Summary: Learn how to use Windows PowerShell regular expressions to parse an RSS feed.
Hey, Scripting Guy! How can I find patterns in text with regular expressions when I am unsure of where line breaks will occur in the text I am reading?
—TT
Hello TT,
Microsoft Scripting Guy, Ed Wilson here. Today Tome Tanasovski is back to finish out Guest Blogger Week. Tome will handle the answer to your inquiry.
Tome is a Windows engineer for a market-leading, global financial services firm in New York City. He is the founder and leader of the New York City PowerShell User group, a cofounder of the NYC Techstravaganza, a blogger, a speaker, and a regular contributor to the Windows PowerShell forum at Microsoft. He is currently working on the PowerShell Bible, which is due out in 2011 from Wiley. Tome is also a recipient of the MVP award for Windows PowerShell.

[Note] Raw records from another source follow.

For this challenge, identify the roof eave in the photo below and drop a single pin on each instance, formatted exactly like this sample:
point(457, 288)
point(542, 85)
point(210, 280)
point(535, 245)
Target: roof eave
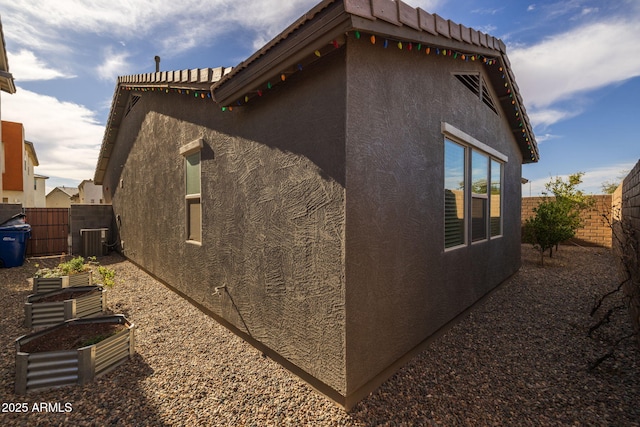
point(195, 79)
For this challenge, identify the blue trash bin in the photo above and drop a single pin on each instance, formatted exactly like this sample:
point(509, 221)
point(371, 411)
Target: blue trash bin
point(13, 242)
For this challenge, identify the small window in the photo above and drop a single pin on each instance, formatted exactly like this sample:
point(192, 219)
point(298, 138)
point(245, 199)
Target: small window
point(192, 197)
point(496, 198)
point(193, 205)
point(454, 203)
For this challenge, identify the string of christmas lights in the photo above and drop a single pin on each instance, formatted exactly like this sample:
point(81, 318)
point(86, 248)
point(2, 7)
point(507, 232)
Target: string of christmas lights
point(417, 48)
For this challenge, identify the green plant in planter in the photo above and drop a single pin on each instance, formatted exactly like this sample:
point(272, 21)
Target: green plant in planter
point(73, 266)
point(108, 275)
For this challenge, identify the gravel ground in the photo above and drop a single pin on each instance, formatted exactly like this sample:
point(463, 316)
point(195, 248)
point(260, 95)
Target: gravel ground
point(520, 358)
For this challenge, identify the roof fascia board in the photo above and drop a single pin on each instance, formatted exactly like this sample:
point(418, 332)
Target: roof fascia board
point(314, 35)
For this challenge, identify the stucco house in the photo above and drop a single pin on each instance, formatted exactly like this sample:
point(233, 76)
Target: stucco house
point(337, 198)
point(89, 193)
point(20, 183)
point(62, 197)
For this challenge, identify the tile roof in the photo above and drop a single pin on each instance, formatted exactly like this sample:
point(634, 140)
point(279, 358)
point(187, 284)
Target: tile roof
point(394, 21)
point(326, 26)
point(197, 81)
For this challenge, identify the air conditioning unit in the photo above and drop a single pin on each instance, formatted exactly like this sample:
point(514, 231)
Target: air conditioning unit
point(94, 241)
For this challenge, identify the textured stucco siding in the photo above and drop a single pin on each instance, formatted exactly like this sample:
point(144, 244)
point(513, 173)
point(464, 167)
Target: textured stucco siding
point(401, 284)
point(272, 210)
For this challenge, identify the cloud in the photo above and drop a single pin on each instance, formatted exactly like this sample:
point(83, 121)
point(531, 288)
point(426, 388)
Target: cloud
point(115, 64)
point(66, 136)
point(592, 179)
point(25, 66)
point(567, 65)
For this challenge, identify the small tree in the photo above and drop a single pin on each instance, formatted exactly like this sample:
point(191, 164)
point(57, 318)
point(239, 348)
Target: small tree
point(557, 218)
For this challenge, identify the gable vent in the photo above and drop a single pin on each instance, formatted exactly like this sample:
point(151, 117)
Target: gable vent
point(133, 100)
point(478, 86)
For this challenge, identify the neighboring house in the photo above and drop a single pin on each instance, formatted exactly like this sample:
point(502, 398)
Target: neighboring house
point(6, 85)
point(89, 193)
point(19, 181)
point(62, 197)
point(40, 198)
point(355, 188)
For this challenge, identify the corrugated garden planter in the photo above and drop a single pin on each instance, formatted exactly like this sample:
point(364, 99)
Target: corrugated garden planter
point(49, 369)
point(45, 284)
point(39, 313)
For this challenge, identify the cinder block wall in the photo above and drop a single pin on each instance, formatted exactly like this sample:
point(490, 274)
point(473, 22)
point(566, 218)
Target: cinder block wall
point(597, 229)
point(629, 198)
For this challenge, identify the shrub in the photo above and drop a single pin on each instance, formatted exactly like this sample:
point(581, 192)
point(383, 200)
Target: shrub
point(557, 219)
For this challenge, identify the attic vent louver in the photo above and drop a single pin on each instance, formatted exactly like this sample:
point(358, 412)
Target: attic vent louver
point(478, 86)
point(132, 102)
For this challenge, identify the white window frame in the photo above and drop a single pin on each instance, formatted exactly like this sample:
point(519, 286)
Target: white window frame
point(186, 151)
point(470, 145)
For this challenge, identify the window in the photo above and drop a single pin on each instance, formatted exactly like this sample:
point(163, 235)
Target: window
point(479, 190)
point(496, 198)
point(472, 189)
point(453, 194)
point(193, 207)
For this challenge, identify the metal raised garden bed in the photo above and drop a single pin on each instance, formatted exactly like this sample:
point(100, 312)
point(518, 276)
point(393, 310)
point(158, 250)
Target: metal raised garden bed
point(39, 314)
point(49, 369)
point(45, 284)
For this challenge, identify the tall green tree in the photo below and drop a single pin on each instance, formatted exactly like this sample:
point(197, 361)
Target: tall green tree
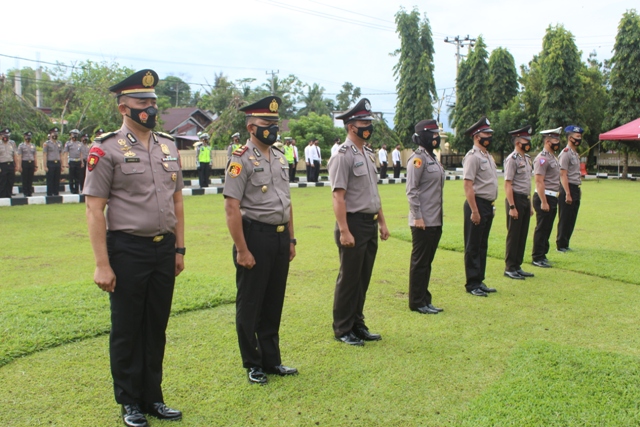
point(174, 88)
point(472, 88)
point(560, 66)
point(624, 103)
point(348, 96)
point(416, 86)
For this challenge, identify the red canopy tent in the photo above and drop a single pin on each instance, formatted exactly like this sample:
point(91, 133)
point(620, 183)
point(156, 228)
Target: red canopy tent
point(628, 132)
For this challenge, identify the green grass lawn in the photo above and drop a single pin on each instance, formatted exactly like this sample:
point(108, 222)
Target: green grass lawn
point(561, 349)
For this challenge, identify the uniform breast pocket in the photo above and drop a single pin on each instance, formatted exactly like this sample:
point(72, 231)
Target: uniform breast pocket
point(132, 178)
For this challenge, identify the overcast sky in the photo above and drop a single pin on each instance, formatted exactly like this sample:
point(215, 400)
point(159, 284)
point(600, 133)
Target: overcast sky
point(328, 42)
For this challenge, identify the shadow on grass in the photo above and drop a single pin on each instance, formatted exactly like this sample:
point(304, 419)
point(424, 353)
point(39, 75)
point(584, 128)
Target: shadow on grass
point(47, 316)
point(549, 384)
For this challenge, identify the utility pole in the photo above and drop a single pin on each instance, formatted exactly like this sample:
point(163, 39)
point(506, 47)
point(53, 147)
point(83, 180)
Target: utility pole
point(273, 80)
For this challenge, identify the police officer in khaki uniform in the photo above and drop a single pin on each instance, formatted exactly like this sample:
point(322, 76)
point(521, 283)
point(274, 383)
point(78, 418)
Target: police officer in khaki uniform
point(51, 158)
point(358, 211)
point(8, 163)
point(260, 221)
point(29, 163)
point(139, 247)
point(73, 160)
point(545, 201)
point(570, 193)
point(425, 182)
point(84, 151)
point(517, 190)
point(481, 190)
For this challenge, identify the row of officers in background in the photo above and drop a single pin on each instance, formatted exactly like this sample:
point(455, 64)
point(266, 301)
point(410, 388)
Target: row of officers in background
point(56, 156)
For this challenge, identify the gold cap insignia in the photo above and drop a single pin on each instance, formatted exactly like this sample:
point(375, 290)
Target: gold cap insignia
point(273, 107)
point(148, 80)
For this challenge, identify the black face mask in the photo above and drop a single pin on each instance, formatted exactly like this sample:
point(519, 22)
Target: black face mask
point(146, 117)
point(365, 132)
point(486, 141)
point(268, 135)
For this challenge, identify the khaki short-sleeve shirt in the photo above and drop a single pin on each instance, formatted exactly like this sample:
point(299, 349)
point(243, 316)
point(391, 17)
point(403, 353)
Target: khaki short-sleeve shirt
point(260, 184)
point(546, 164)
point(138, 184)
point(425, 182)
point(570, 161)
point(355, 171)
point(480, 168)
point(517, 169)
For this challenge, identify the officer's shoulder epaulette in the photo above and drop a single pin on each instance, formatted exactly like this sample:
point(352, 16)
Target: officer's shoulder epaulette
point(103, 137)
point(240, 151)
point(166, 135)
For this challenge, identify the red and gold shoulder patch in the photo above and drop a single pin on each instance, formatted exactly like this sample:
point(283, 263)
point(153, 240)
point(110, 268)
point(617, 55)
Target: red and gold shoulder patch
point(234, 169)
point(240, 151)
point(92, 161)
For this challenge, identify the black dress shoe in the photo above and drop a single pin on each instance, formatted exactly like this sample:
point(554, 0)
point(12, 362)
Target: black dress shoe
point(478, 292)
point(514, 275)
point(256, 376)
point(133, 416)
point(541, 263)
point(281, 370)
point(351, 339)
point(426, 310)
point(486, 289)
point(162, 411)
point(363, 333)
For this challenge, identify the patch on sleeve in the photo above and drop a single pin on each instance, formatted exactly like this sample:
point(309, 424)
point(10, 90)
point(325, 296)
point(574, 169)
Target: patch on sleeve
point(234, 169)
point(92, 161)
point(96, 150)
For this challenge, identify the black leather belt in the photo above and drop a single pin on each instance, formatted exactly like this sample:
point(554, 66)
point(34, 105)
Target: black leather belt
point(261, 226)
point(363, 216)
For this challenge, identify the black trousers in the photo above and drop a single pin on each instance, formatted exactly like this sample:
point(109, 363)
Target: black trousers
point(356, 266)
point(476, 242)
point(53, 177)
point(28, 170)
point(204, 171)
point(383, 170)
point(260, 295)
point(75, 174)
point(7, 178)
point(544, 225)
point(567, 215)
point(140, 307)
point(396, 170)
point(517, 231)
point(425, 243)
point(292, 172)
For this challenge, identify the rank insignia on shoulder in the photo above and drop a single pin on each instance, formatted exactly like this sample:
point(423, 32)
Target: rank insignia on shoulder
point(234, 169)
point(240, 151)
point(104, 137)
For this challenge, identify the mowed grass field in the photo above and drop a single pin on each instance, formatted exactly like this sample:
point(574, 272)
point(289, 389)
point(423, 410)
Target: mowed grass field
point(560, 349)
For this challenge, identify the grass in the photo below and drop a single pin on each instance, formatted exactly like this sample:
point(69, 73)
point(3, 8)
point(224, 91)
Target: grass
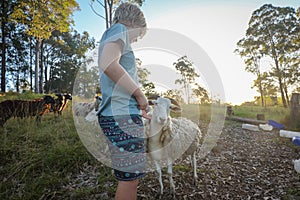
point(37, 161)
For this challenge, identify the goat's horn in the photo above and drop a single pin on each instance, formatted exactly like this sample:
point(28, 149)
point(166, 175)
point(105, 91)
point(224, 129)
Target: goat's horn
point(173, 101)
point(153, 97)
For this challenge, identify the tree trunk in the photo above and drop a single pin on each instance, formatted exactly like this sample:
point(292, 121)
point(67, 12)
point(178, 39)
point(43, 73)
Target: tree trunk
point(295, 111)
point(31, 61)
point(41, 69)
point(37, 60)
point(3, 48)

Tome will be providing an hour-long, deep-dive about regular expressions via Live Meeting on March 22, 2011 for the UK PowerShell User group.
Regular expressions is one of the topics that will figure in the 2011 Scripting Games. In addition to the resources mentioned in the 2011 Scripting Games Study Guide, you should review TOME’s blogs today and tomorrow. If you get a chance to attend the March 22, 2011 Live Meeting, that would be helpful as well.
Did you know that regular expressions have their roots in neurophysiology? I am very fascinated with this fact. Regular sets and expressions were created as a method of creating notation for patterns. I am amazed that we were so close to understanding artificial intelligence in the theoretical days of the mind and mathematics as early as the 1940s.
If there’s one thing we learned from IBM’s Watson computer, it is that in order to create a machine that acts like the human mind, it not only needs a large database of information, but it must have the ability to trace the patterns that associate those bits of data together. A big part of what makes us human is the power to associate and find patterns—so, let us take a few minutes to understand what it is to be human by tackling a complex regular expression question together.
The most common method of consuming text data with a regular expression is to read it line-by-line and look for patterns. For example, we can read each line in a dictionary file and print out all of the words that begin with the letter a. This is shown in the following example.
Foreach ($line in (Get-content dictionary.txt)) {
If ($line -match ‘^a’) {
$line
}
}
Unfortunately, things are not always as controlled as this example. It is possible that you will not know how many lines lie between the things that you are trying to match. The most common example of this is when you are looking for patterns within text that is returned from a web server. Although there may be better ways to consume XML data, we are going to use the RSS feed for the Scripting Guys Script Repository as our example because the structure of XML makes it easier to understand the technique.
If you are unfamiliar with the RSS specifications, you only need to know that we are expecting to find a series of items between the <item></item> tags. Within these item tags there will be other tags such as title, links, content, author, and description. There is no rule that says all of the tags must be used, nor is there a rule that governs what order the tags are displayed. An item can exist on one line such as the one shown here.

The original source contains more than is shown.